Saúde quer prazo para se adequar a estatuto

Ministério diz que só em março poderá colocar em prática medidas previstas na lei que beneficia brasileiros com mais de 60 anos As principais medidas do Estatuto do Idoso para a área da saúde só deverão começar a ser implementadas em meados de março deste ano. Apesar de a nova lei começar a vigorar a partir de hoje, o Ministério da Saúde definiu que serão necessários pelo menos mais 90 dias, contados a partir de dezembro do ano passado, para, por exemplo, operacionalizar o fornecimento amplo de órteses e próteses para os idosos e internação domiciliar para os que não podem se locomover, informou ontem o secretário de Atenção à Saúde da pasta, Jorge Solla. “Nesses 90 dias, vamos trabalhar detalhes operacionais e uma série de mecanismos de acompanhamento e avaliação”, afirmou.
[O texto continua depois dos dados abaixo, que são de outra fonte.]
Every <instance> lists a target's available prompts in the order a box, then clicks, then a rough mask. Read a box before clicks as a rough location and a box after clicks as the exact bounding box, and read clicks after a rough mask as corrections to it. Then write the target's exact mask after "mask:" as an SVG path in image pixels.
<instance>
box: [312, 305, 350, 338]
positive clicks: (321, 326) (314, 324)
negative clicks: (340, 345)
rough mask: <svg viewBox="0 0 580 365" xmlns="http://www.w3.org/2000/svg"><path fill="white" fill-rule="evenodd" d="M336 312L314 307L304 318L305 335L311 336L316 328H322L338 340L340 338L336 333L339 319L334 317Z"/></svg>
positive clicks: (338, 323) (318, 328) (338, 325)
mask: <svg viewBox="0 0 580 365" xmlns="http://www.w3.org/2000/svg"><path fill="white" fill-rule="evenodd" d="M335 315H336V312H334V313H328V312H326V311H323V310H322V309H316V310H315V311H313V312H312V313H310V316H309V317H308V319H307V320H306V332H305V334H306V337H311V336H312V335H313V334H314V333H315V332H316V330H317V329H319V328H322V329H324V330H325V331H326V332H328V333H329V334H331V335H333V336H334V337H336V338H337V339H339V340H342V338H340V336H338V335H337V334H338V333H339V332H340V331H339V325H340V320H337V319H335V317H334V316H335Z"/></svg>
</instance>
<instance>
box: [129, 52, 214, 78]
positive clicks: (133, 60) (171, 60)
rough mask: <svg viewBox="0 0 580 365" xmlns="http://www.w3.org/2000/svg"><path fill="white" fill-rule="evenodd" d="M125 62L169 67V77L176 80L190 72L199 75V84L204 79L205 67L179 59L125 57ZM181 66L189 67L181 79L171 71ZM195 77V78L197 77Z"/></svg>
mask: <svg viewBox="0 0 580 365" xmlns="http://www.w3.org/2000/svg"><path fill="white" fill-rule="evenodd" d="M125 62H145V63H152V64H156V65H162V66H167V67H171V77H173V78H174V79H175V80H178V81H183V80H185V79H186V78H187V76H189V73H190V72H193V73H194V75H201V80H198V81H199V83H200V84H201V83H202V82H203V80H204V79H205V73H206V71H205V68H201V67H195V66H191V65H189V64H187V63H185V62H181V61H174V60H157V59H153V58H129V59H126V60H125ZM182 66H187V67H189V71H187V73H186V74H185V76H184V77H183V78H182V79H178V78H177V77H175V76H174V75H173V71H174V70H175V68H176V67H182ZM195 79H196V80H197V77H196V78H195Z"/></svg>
No último dia 19 de dezembro, terminaram os trabalhos de um grupo instituído pelo ministério para implementar pontos do estatuto na área da saúde. Segundo Solla, o pedido de prorrogação dos trabalhos por mais 90 dias, a partir da data de término do primeiro prazo, já foi aprovado e encaminhado para publicação. O estatuto tramitou por sete anos no Congresso e foi sancionado no dia 1º de outubro do ano passado pelo presidente Luiz Inácio Lula da Silva. Na área da saúde, além de garantir o acesso gratuito a atendimento domiciliar e a órteses (utensílio que auxilia um portador de deficiência, como a cadeira de rodas) e próteses (que substituem um membro), prevê o fornecimento de remédios para idosos, especialmente os de uso continuado (aqueles cuja interrupção pode significar risco).

Segundo a coordenadora de Saúde do Idoso do ministério, Neidil Espinola da Costa, o grupo avaliou, a partir de recomendações de sociedades médicas, que as principais drogas já são ofertadas gratuitamente. Mas, durante a prorrogação, terão de ser definidos, por exemplo, o aumento de oferta, além de novos protocolos para garantir acesso a dez remédios psiquiátricos. De acordo com a coordenadora, será preciso fazer uma campanha de esclarecimento, pois tanto profissionais de saúde, pacientes e gestores de prefeituras e Estados desconhecem a lista de remédios de fornecimento gratuito e os instrumentos para ter acesso a eles.

Durante a prorrogação, também será avaliada a oferta existente hoje de órteses e próteses para idosos, a demanda real e metas de atendimento que serão pactuadas entre a União, Estados e municípios. Dentro do próprio ministério, já há avaliação de que o prazo de três meses não deve ser suficiente para a negociação. A oferta do atendimento domiciliar, incluindo internação, também tem operacionalização complicada. O desenho da assistência depende principalmente de nova regulamentação que a Anvisa (Agência Nacional de Vigilância Sanitária) prepara. Hoje, segundo a coordenadora, há experiências com esse atendimento principalmente em pequenos municípios. O desafio são as grandes cidades, com mais de 100 mil habitantes.

“Não temos avaliação do impacto. Não temos tradição de atenção domiciliar”, afirma Costa. As ações terão de ser pactuadas com Estados e municípios.”